Results. In 2007, 38% (144) of the potential total number of state-employed psychiatrists (380) were paid-up SESIG members; and 53% (202) of the potential total number (378) in 2011. The Eastern Cape, Free State and Northern Gauteng subgroups had the biggest percentage of members per region in 2007, which changed in 2011 to Northern Gauteng, Western Cape and Eastern Cape. In 2011, 40% of the total membership comprised psychiatric registrars. Presentations and discussions at the first national strategic meeting of state-employed psychiatrists in 2012 covered: the scope of state sector practice; pertinent policies for state practice; planning per region; teaching and research; accepted principles for care; and strategic mobilisation (details in the supplement of this issue of the South African Journal of Psychiatry).

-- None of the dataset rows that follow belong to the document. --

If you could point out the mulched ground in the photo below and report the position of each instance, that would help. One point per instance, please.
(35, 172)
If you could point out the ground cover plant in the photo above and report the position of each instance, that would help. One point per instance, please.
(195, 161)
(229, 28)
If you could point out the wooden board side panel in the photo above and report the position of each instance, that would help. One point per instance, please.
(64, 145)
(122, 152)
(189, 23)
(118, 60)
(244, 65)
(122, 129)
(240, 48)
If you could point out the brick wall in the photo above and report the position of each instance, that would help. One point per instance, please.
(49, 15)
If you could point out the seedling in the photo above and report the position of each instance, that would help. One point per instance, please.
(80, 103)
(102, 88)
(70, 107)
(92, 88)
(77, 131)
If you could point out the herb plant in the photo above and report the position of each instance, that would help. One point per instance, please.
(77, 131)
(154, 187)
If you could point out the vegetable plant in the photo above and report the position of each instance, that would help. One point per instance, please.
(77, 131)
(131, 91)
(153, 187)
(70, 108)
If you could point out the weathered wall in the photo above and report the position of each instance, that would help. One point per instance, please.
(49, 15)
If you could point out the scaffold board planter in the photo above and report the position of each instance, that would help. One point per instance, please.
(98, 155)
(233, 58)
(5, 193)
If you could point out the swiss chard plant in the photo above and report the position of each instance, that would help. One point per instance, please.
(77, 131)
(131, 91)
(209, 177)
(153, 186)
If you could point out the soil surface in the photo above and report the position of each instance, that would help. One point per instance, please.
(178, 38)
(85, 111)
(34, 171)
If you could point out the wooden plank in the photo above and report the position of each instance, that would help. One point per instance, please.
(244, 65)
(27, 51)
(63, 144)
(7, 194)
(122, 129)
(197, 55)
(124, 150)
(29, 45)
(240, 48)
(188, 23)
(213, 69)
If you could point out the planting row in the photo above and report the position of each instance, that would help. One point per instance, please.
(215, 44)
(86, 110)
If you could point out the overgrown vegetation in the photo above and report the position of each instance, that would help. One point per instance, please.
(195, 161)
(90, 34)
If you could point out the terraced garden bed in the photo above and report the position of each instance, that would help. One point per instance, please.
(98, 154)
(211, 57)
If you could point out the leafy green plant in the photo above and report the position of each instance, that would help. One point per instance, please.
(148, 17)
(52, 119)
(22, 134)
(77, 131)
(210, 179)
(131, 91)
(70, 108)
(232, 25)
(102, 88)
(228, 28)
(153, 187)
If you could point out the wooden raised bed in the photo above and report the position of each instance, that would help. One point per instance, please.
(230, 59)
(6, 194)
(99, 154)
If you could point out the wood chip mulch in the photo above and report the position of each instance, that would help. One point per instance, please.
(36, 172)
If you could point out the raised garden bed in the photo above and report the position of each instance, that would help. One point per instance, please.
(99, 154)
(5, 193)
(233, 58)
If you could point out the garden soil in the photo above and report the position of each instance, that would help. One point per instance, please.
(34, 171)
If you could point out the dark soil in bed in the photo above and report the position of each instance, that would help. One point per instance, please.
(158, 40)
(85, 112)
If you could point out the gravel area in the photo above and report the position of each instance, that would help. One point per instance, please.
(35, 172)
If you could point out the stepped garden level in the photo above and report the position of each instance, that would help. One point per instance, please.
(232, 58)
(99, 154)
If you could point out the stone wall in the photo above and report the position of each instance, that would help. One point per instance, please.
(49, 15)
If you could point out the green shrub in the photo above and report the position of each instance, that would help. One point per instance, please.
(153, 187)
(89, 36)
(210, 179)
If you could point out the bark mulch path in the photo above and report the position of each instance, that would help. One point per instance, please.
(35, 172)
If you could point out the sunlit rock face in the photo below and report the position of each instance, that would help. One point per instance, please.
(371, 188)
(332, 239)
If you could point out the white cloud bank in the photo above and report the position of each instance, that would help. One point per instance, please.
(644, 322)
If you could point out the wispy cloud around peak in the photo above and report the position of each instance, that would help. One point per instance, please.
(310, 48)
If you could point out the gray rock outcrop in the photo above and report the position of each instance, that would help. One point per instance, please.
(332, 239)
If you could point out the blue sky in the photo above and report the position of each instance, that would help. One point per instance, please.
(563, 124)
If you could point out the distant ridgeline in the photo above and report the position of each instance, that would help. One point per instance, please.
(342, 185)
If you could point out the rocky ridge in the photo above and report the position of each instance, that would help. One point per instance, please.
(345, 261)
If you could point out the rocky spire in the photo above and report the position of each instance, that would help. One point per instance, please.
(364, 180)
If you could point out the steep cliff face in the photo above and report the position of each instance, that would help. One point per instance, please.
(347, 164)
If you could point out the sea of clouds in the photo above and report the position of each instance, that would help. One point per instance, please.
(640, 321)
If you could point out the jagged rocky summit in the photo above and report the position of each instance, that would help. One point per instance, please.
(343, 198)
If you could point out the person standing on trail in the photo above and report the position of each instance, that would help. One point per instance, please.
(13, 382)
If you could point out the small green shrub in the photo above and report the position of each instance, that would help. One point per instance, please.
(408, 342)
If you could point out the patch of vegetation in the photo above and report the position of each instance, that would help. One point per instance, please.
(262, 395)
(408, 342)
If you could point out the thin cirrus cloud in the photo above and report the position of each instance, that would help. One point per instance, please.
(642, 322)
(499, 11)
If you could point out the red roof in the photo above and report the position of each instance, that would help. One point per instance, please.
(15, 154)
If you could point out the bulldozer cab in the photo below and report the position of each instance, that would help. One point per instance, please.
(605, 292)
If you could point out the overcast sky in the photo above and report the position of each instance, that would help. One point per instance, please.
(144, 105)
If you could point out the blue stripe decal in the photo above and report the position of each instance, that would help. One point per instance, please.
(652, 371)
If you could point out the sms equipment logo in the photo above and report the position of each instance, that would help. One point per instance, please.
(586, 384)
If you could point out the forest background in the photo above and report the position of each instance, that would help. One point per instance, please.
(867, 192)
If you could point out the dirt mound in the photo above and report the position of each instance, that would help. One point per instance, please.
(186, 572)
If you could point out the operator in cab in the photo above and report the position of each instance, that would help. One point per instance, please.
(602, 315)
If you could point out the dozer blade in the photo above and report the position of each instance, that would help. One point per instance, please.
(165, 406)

Conclusion. Eleven position statements were formulated to guide SASOP/SESIG activities during 2012 - 2014, relative to: national mental health policy; psychiatry and mental health; infrastructure and human resources; standard treatment guidelines and EDL; HIV in children and adults; substance abuse and addiction; community psychiatry and referral levels; recovery and re-integration; culture, mental health and psychiatry; the specialty status of South African psychiatry; and forensic psychiatry.

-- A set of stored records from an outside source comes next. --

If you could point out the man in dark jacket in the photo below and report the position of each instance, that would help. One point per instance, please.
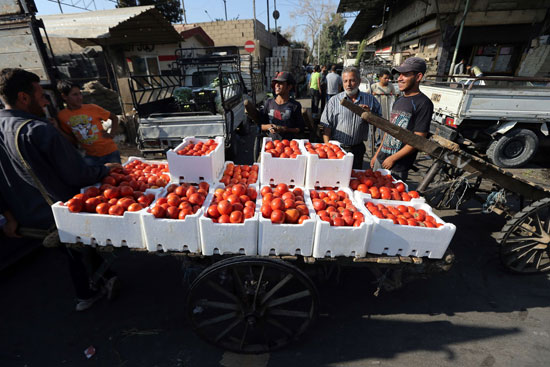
(55, 163)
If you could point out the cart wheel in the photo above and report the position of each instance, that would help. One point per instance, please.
(525, 239)
(251, 304)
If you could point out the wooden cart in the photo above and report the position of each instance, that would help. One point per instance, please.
(456, 176)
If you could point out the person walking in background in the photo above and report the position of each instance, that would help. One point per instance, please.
(334, 83)
(315, 89)
(384, 92)
(324, 72)
(40, 167)
(344, 126)
(84, 123)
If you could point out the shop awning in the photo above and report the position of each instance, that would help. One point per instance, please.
(371, 12)
(138, 24)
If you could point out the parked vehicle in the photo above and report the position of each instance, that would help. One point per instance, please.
(203, 98)
(505, 118)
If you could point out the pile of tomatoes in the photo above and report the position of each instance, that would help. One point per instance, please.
(109, 200)
(198, 149)
(241, 174)
(180, 201)
(380, 186)
(403, 215)
(282, 205)
(325, 151)
(139, 176)
(234, 204)
(283, 148)
(336, 208)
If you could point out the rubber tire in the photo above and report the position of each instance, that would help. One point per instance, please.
(530, 141)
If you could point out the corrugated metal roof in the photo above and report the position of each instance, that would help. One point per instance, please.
(138, 24)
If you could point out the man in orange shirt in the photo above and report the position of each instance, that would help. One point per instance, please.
(83, 124)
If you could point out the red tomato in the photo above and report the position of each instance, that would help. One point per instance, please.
(116, 210)
(248, 212)
(172, 212)
(74, 205)
(224, 218)
(236, 217)
(225, 208)
(277, 204)
(102, 208)
(277, 216)
(281, 188)
(111, 193)
(92, 191)
(158, 211)
(292, 215)
(266, 211)
(134, 207)
(213, 211)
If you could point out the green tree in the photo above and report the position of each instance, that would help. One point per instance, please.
(171, 9)
(332, 39)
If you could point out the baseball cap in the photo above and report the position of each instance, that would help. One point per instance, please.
(411, 64)
(284, 76)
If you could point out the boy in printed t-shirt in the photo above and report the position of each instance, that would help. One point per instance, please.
(83, 124)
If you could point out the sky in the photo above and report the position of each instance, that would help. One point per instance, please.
(195, 11)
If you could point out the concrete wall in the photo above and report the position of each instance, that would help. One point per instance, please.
(536, 62)
(237, 32)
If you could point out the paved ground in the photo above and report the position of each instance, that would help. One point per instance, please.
(474, 315)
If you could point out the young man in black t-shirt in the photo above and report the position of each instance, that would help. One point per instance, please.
(412, 111)
(282, 115)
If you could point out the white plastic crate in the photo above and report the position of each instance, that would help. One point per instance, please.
(328, 172)
(228, 238)
(193, 169)
(225, 166)
(100, 229)
(333, 241)
(172, 234)
(291, 171)
(395, 239)
(286, 239)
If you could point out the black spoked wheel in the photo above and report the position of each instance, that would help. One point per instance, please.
(252, 305)
(525, 239)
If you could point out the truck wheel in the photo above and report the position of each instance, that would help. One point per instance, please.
(513, 149)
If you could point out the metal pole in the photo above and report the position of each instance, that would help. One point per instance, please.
(276, 30)
(451, 72)
(268, 28)
(225, 7)
(183, 10)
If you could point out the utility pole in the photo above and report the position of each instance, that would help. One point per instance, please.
(225, 6)
(451, 72)
(183, 10)
(268, 15)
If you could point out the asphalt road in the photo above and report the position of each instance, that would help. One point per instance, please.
(474, 315)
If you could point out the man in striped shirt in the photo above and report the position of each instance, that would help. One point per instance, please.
(343, 125)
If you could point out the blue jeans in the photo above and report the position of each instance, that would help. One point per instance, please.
(113, 157)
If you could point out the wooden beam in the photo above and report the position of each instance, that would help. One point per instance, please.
(457, 158)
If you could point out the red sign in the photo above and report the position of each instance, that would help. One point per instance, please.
(249, 46)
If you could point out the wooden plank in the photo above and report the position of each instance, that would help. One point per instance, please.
(458, 159)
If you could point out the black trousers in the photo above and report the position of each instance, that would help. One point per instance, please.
(83, 263)
(358, 151)
(315, 99)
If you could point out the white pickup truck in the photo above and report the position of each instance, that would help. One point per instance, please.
(505, 118)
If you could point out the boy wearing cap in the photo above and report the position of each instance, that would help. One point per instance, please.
(282, 115)
(412, 111)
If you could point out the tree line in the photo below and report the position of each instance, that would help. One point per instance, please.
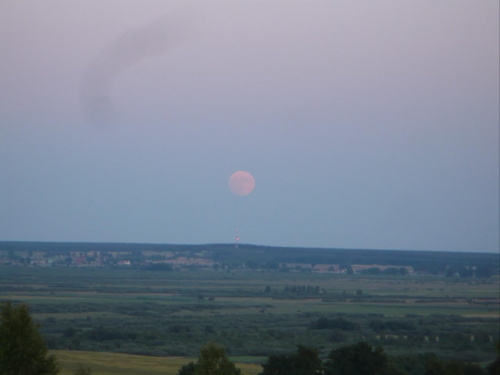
(23, 351)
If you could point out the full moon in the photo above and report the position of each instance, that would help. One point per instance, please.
(241, 183)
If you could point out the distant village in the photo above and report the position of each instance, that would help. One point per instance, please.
(227, 257)
(166, 260)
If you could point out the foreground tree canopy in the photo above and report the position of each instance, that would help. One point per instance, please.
(22, 349)
(212, 361)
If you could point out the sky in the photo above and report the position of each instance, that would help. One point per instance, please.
(365, 124)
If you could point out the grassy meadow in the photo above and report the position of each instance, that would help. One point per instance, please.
(102, 363)
(134, 321)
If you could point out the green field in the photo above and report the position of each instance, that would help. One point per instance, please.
(93, 315)
(123, 364)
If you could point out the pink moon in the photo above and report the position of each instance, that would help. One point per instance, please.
(241, 183)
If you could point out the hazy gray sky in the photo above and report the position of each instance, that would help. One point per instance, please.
(365, 124)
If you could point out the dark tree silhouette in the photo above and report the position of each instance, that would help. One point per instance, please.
(22, 348)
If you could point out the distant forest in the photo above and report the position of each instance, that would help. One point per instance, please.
(254, 256)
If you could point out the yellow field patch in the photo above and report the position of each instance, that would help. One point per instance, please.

S Afr J Psych 2012;18(3):90-94. DOI:10.7196/SAJP.379

The State Employed Special Interest Group (SESIG) of the South African Society of Psychiatrists (SASOP) was established 12 years ago in Durban during the SASOP national congress in September 2000. Twenty-two members were present at this first meeting, with another 8 subsequent applicants. The first convener elected was Dave Swingler, and the interest group was duly constituted by January 2001. The first committee consisted of Yasmien Jeenah (Southern Gauteng), Margaret Nair (KwaZulu-Natal (KZN)), Sue Hawkridge (Western Cape), Renate du Preez (Northern Gauteng), Dave Swingler (Eastern Cape), Zygmunt Piotrowski (Free State) and a co-opted member from the Defence Force (Konrad Czech).

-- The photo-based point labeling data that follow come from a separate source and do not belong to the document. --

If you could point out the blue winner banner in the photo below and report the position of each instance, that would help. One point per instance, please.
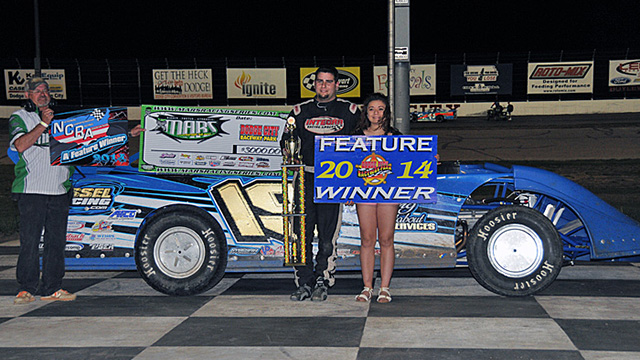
(375, 169)
(92, 137)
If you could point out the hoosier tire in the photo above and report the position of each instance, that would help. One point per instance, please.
(181, 254)
(514, 251)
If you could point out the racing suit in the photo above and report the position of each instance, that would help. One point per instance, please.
(336, 117)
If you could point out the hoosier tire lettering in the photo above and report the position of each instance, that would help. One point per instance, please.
(181, 253)
(514, 251)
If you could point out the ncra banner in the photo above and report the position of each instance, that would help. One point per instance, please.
(375, 169)
(348, 82)
(196, 140)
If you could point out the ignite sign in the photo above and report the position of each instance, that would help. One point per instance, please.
(375, 169)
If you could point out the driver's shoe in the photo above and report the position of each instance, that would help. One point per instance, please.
(302, 293)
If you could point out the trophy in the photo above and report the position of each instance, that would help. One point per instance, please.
(294, 244)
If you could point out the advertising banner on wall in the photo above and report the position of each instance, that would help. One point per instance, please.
(14, 80)
(195, 140)
(91, 137)
(176, 84)
(481, 79)
(624, 75)
(256, 83)
(376, 169)
(560, 77)
(348, 79)
(422, 80)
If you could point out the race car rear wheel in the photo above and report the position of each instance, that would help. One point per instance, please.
(514, 251)
(181, 254)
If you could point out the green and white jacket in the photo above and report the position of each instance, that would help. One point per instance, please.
(34, 173)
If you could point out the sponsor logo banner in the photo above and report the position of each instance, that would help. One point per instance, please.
(624, 75)
(481, 79)
(375, 169)
(422, 80)
(348, 82)
(560, 77)
(196, 140)
(182, 84)
(256, 83)
(14, 80)
(93, 137)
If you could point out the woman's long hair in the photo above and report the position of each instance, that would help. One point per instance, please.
(365, 123)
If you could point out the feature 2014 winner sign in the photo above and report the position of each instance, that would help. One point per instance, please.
(182, 84)
(195, 140)
(92, 137)
(375, 169)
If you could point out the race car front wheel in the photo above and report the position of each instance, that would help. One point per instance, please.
(181, 254)
(514, 251)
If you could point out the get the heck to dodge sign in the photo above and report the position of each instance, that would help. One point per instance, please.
(375, 169)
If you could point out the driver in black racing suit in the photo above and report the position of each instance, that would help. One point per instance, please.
(323, 115)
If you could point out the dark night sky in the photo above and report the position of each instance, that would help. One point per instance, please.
(214, 28)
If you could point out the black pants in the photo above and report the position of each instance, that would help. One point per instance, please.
(38, 212)
(327, 218)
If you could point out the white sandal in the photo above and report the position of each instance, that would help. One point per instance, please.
(365, 295)
(384, 295)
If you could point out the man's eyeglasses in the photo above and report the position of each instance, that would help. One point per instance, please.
(320, 82)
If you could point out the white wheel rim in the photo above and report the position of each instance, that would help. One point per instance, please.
(179, 252)
(515, 250)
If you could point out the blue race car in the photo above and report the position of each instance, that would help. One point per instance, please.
(514, 227)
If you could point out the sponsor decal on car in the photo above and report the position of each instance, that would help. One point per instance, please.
(258, 150)
(73, 247)
(259, 132)
(323, 125)
(75, 237)
(73, 225)
(93, 198)
(102, 246)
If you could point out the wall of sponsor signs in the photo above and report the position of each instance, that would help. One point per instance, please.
(456, 78)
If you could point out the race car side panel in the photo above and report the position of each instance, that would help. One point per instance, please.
(612, 233)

According to the SESIG constitution, the special interest group’s purpose is to promote, maintain and protect the honour and interest of the discipline of psychiatry as a medical speciality in terms of the interests of medical practitioners and psychiatrists primarily in the employ of the state and who serve psychiatric patients within the public sector, as well as the interests of such patients and the community it serves. Ten objectives were identified, viz. to: foster good relationships among the members of the Group and the Society; promote co-operation with other associations involved in mental health; monitor, evaluate and advise policies related to the delivery of clinical services and the protection of patients’ rights, especially within the public sector; promote research appropriate to psychiatry, especially within the public sector, in South Africa; promote appropriate training of undergraduate and postgraduate students in psychiatry; promote continuing education in psychiatry; maintain standards in psychiatry by peer review; promote and uphold the principles of human rights, dignity and ethics in the practice of public sector psychiatry; oppose unfair discrimination in the field of psychiatry; and promote the de-stigmatisation of psychiatry and increase the awareness of mental illness.

Main issues of concern identified as to be addressed by SESIG during the first 4 years of its existence included: suboptimal physical conditions of state hospitals and clinics; stalling of the essential drug list (EDL) review process; and understaffing and difficulties to recruit and retain mental health medical personnel in the state sector. These concerns were later categorised as: (i) patient-focussed issues (EDL, forensic services, hospital conditions, mental health legislation, disability grants, community care and liaison between the state, Lifecare and NGOs); and (ii) provider-focused issues (conditions of service, medical officers’ status, double-load tensions – services delivery v. academic responsibility, service load, freezing of posts, foreign doctors and overtime issues). During 2002 and 2003, SESIG activities were in particular focused on the review of the EDL by the National EDL Committee. The SESIG convener and others (Dan Stein, Robin Emsley, Soraya Seedat and Solly Rataemane) were involved in the development of standard treatment guidelines (STG) to be integrated with the EDL. During 2004, the review of primary- and hospital-level EDLs continued. Completing his second 2-year term as convener, Dave Swingler recommended that: communication and contact with SASOP subgroups should be strengthened; communication across ‘various domains’ should be strengthened; focus should be placed on service delivery issues in the state sector; and efforts should be co-ordinated across provincial boundaries.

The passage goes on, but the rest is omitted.